Thurman M. Veículo com rodas, DM, investigador, departamento da neurologia em MGH e na Faculdade de Medicina de Harvard

O veículo com rodas era o autor superior do estudo.

DM1 é a distrofia muscular a mais comum nos adultos, e uma de diversas circunstâncias genéticas que causam o desperdício do músculo e a fraqueza progressiva. Os pacientes com DM1 relatam que a fadiga crônica é o sintoma o mais debilitante de sua condição, embora o sustentamento biológico deste efeito não seja sabido. O veículo com rodas e seus colegas quiseram testar o valor do exercício em inverter este sintoma.

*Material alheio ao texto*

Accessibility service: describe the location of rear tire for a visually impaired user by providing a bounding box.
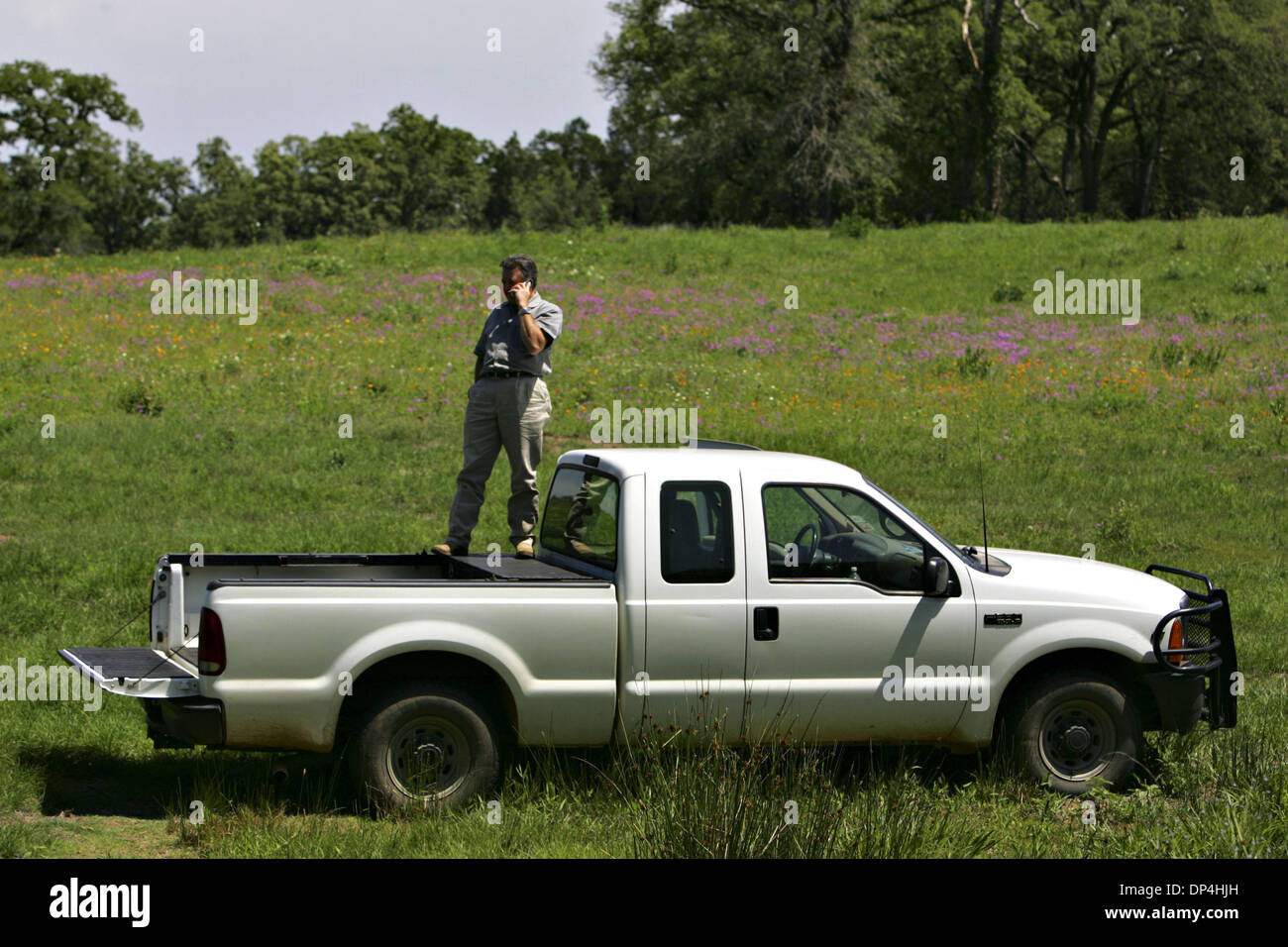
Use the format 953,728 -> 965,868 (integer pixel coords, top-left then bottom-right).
351,683 -> 501,811
1008,672 -> 1143,795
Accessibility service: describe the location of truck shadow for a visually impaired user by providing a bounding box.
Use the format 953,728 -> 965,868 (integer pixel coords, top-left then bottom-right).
18,746 -> 355,818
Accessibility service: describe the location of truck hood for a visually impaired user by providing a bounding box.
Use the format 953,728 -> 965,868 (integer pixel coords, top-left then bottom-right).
971,548 -> 1184,617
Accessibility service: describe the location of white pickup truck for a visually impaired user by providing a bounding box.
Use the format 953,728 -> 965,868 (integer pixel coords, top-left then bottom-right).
59,441 -> 1237,808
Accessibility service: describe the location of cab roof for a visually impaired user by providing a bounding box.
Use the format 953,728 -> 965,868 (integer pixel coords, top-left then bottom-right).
559,441 -> 864,485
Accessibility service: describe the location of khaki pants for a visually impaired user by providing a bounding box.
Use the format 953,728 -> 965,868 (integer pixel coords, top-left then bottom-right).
447,376 -> 550,549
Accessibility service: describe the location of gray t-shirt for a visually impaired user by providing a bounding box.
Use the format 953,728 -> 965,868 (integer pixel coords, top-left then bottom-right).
474,292 -> 563,377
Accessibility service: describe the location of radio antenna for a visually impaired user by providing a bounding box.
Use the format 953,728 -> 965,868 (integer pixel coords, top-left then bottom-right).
975,415 -> 988,573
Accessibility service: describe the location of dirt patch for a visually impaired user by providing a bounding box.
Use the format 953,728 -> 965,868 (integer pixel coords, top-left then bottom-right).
4,811 -> 193,858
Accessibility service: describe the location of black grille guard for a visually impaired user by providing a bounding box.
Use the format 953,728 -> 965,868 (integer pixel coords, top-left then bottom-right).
1145,565 -> 1239,730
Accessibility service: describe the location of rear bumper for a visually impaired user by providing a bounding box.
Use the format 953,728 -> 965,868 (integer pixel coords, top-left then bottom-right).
143,697 -> 224,750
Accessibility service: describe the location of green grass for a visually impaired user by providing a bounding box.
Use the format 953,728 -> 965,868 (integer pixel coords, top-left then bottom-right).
0,218 -> 1288,857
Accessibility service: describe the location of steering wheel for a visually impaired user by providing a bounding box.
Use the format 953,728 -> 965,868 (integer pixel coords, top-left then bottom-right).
877,510 -> 912,540
793,523 -> 818,566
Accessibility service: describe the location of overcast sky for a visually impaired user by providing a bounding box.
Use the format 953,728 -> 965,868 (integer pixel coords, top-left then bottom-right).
0,0 -> 617,163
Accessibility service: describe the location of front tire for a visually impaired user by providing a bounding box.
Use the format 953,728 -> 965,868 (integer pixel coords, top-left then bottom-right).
1010,672 -> 1143,795
352,684 -> 501,811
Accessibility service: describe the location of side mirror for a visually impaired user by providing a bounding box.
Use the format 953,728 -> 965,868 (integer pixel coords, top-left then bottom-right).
924,556 -> 949,598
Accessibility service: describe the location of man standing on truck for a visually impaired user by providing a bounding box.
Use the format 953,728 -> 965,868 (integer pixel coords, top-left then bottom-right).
433,254 -> 563,558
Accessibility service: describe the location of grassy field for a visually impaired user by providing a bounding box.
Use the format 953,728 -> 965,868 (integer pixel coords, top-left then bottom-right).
0,218 -> 1288,857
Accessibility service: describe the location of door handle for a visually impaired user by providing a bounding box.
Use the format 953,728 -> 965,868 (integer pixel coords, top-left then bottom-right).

A doença é causada por uma mutação que da ganho--função aquela conduz à expressão de uns níveis mais altos de um elemento genético chamado uma repetição expandida do CUG do microsatellite. Os pesquisadores usaram os ratos projetados genetically para levar o mesmo defeito e trataram alguma deles com um oligonucleotide antisentido, que fosse essencialmente uma costa do material genético essa varas ao RNA para reparar defeitos de gene específicos.

Então estudaram os efeitos do exercício em ratos velhos com o defeito de gene que recebeu somente o oligonucleotide, o algum que foi obrigado somente exercitar, o algum que teve o tratamento e exercita, e um grupo que recebesse um placebo (uma solução salina). Compararam os níveis de actividade do cargo-exercício de ratos em cada um daqueles braços da experimentação. Igualmente mediram as respostas de ratos novos com o defeito que apenas recebeu o placebo. A actividade dos ratos foi medida usando um tipo especial de cerco que grava o movimento do rato.

Este estudo dá respostas preliminares pelo menos a duas perguntas: Como eficaz devem os cientistas esperar a terapia genética para esta doença estarão em pacientes reais? E podia o exercício beneficiar tais pacientes?

“Nós fomos surpreendidos que mesmo no seus próprios, o exercício ajudou os ratos a recuperar mais rapidamente do esforço,” dizemos o veículo com rodas. O “exercício mais o tratamento antisentido teve um efeito mesmo maior. Mas o sozinho antisentido era de nenhum benefício mensurável.”

Quando parecer como o senso comum que o exercício ajudaria os pacientes que sofrem das fraquezas de músculo, alguns clínicos e pesquisadores quiseram saber se poderia igualmente ter o efeito oposto e realmente acelerar a diminuição dos pacientes. O estudo do veículo com rodas e dos seus colegas sugere que não são o caso e que os efeitos do exercício poderiam ser benéficos a estes pacientes e a outro com circunstâncias similares.

Source:
Journal reference:

Hu, N., et al. (2020) Antisense oligonucleotide and adjuvant exercise therapy reverse fatigue in old mice with myotonic dystrophy. Molecular Therapy: Nucleic Acid. doi.org/10.1016/j.omtn.2020.11.014.